A bug in poker is a limited form of wild card. One or both jokers are often added to the deck and played as bugs.

In draw poker played for high and pai gow poker, the bug is considered to be an ace, unless it can be used as a missing card to complete a straight or a flush, in which case it becomes the highest card which can complete the hand.
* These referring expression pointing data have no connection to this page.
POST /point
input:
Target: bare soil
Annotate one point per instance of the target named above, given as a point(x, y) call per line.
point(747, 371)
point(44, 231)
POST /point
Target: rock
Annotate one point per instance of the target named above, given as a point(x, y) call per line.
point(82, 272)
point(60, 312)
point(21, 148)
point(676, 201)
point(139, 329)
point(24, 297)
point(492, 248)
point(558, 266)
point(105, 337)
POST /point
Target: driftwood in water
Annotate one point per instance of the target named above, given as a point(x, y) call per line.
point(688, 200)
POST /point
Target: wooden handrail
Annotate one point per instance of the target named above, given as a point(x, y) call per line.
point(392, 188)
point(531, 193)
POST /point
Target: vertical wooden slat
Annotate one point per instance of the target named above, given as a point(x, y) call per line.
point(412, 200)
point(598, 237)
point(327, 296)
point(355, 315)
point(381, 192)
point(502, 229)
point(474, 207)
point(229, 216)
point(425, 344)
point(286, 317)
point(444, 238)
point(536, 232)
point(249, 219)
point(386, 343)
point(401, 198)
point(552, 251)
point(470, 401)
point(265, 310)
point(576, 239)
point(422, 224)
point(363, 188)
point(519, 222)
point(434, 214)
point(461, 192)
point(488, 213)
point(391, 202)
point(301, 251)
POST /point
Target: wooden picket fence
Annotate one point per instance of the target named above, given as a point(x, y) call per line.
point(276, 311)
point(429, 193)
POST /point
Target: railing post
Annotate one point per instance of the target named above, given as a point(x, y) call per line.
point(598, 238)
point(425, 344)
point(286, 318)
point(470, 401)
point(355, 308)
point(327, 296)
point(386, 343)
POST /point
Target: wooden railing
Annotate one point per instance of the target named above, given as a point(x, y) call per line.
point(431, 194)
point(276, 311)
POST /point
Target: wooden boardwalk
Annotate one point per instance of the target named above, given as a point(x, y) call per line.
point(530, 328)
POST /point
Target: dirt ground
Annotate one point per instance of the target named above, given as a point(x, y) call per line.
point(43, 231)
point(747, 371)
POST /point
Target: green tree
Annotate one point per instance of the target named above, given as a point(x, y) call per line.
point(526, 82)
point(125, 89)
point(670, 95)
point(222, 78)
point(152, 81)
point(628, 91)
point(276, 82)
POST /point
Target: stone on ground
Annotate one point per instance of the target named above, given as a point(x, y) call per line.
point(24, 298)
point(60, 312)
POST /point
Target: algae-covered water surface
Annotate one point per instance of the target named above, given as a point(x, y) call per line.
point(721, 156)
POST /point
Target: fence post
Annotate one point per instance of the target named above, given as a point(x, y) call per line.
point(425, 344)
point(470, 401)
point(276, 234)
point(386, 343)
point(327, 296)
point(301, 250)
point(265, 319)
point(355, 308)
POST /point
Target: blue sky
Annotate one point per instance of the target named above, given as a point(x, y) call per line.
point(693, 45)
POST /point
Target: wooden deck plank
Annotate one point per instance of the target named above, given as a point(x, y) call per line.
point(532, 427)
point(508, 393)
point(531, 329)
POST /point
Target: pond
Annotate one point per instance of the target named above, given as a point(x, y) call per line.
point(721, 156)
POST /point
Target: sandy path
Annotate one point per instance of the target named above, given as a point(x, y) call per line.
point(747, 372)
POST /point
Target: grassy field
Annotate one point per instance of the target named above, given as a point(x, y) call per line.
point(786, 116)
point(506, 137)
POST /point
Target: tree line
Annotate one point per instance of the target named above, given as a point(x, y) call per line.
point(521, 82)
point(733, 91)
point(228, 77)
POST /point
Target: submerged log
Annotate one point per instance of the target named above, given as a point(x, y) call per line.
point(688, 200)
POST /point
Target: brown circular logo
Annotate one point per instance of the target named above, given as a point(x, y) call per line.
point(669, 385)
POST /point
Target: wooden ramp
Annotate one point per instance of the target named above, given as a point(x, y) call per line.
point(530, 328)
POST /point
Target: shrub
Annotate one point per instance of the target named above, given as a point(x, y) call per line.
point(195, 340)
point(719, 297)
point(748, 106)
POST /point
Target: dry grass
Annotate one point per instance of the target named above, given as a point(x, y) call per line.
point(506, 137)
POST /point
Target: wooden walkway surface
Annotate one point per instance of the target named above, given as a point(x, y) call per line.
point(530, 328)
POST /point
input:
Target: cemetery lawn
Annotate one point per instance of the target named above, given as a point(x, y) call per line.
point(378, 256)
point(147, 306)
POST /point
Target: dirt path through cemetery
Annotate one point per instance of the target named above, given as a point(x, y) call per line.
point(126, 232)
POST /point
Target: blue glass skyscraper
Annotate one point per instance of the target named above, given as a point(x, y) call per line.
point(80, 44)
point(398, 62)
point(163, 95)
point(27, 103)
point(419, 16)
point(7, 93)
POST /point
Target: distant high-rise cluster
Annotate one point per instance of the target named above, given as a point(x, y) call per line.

- K-K-Joker-5-2 is a pair of kings with an ace kicker.
- A-A-Joker-9-4 is three aces.
- A♥-J♥-8♥-3♥-Joker is a flush, ace-king high, the bug becoming the K♥, even if another player holds the "real" K♥.
- 7-6-5-4-Joker is an eight-high straight, the bug becoming an eight rather than a three since both complete the straight but the eight is higher.
- Joker-J♣-10♣-8♣-7♣ is a straight flush, jack high, the bug becoming the 9♣.

In California lowball, the bug is the lowest unpaired card in a hand. For example, in 8-6-4-3 plus the bug, the bug becomes an ace; in A-2-3-5 plus the bug, the bug becomes a four.

Holding the bug greatly increases the power of certain drawing hands. For example, playing for high, a natural four-straight such as Q-J-10-9 drawing one has nine outs to complete the hand, any king or eight or the bug. By contrast, a four-straight including the bug can have as many as sixteen outs to complete the straight - Q-J-10-Joker can catch any ace, king, nine, or eight.